Project description:Objective: The heterogeneity of amyotrophic lateral sclerosis (ALS) survival duration, which varies from <1 year to >10 years, challenges clinical decisions and trials. Utilizing data from 801 deceased ALS patients, we: (1) assess the underlying complex relationships among common clinical ALS metrics; (2) identify which clinical ALS metrics are the "best" survival predictors and how their predictive ability changes as a function of disease progression. Methods: Analyses included examination of relationships within the raw data as well as the construction of interactive survival regression and classification models (generalized linear model and random forests model). Dimensionality reduction and feature clustering enabled decomposition of clinical variable contributions. Thirty-eight metrics were utilized, including Medical Research Council (MRC) muscle scores; respiratory function, including forced vital capacity (FVC) and FVC % predicted, oxygen saturation, negative inspiratory force (NIF); the Revised ALS Functional Rating Scale (ALSFRS-R) and its activities of daily living (ADL) and respiratory sub-scores; body weight; onset type, onset age, gender, and height. Prognostic random forest models confirm the dominance of patient age-related parameters decline in classifying survival at thresholds of 30, 60, 90, and 180 days and 1, 2, 3, 4, and 5 years.
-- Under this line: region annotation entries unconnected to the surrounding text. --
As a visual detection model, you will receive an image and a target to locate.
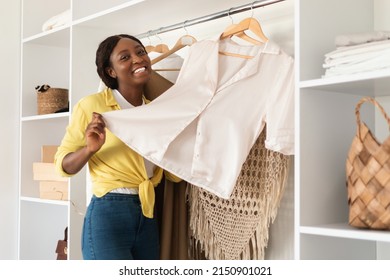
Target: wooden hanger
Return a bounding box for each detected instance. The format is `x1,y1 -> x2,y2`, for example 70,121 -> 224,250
219,17 -> 268,59
145,44 -> 169,53
220,17 -> 268,43
152,35 -> 196,65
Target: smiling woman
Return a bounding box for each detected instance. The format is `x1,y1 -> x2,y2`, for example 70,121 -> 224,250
55,34 -> 180,260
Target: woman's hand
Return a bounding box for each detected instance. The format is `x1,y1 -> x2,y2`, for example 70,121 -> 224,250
85,112 -> 106,154
62,113 -> 106,174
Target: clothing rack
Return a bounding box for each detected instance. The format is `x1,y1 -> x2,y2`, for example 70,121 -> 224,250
136,0 -> 286,39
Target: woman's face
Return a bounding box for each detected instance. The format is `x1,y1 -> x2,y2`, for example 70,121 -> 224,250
107,38 -> 152,88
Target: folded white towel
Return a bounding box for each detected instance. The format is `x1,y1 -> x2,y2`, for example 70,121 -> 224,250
335,31 -> 390,47
324,53 -> 390,77
322,48 -> 390,68
325,40 -> 390,63
42,9 -> 72,31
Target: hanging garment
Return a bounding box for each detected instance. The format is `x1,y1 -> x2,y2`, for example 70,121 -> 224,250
103,39 -> 294,199
188,131 -> 290,260
148,52 -> 184,83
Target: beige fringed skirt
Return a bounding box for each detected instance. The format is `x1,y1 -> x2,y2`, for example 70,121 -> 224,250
188,129 -> 290,260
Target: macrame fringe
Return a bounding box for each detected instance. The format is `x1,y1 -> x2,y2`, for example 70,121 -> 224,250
187,156 -> 289,260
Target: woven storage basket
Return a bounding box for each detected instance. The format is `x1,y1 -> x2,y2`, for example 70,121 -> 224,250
346,97 -> 390,230
37,88 -> 69,115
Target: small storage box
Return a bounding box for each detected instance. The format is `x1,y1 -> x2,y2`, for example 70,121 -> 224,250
37,88 -> 69,115
33,162 -> 68,182
39,181 -> 68,200
41,145 -> 58,163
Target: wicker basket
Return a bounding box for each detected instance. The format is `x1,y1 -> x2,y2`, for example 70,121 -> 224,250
37,88 -> 69,115
346,97 -> 390,230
Results: Collective prognostic insight derived from the overall investigation includes: multi-dimensionality of ALSFRS-R scores suggests cautious usage for survival forecasting; upper and lower extremities independently degenerate and are autonomous from respiratory decline, with the latter associating with nearer-to-death classifications; height and weight-based metrics are auxiliary predictors for farther-from-death classifications; sex and onset site (limb, bulbar) are not independent survival predictors due to age co-correlation. Conclusion: The dimensionality and fluctuating predictors of ALS survival must be considered when developing predictive models for clinical trial development or in-clinic usage. Additional independent metrics and possible revisions to current metrics, like the ALSFRS-R, are needed to capture the underlying complexity needed for population and personalized forecasting of survival.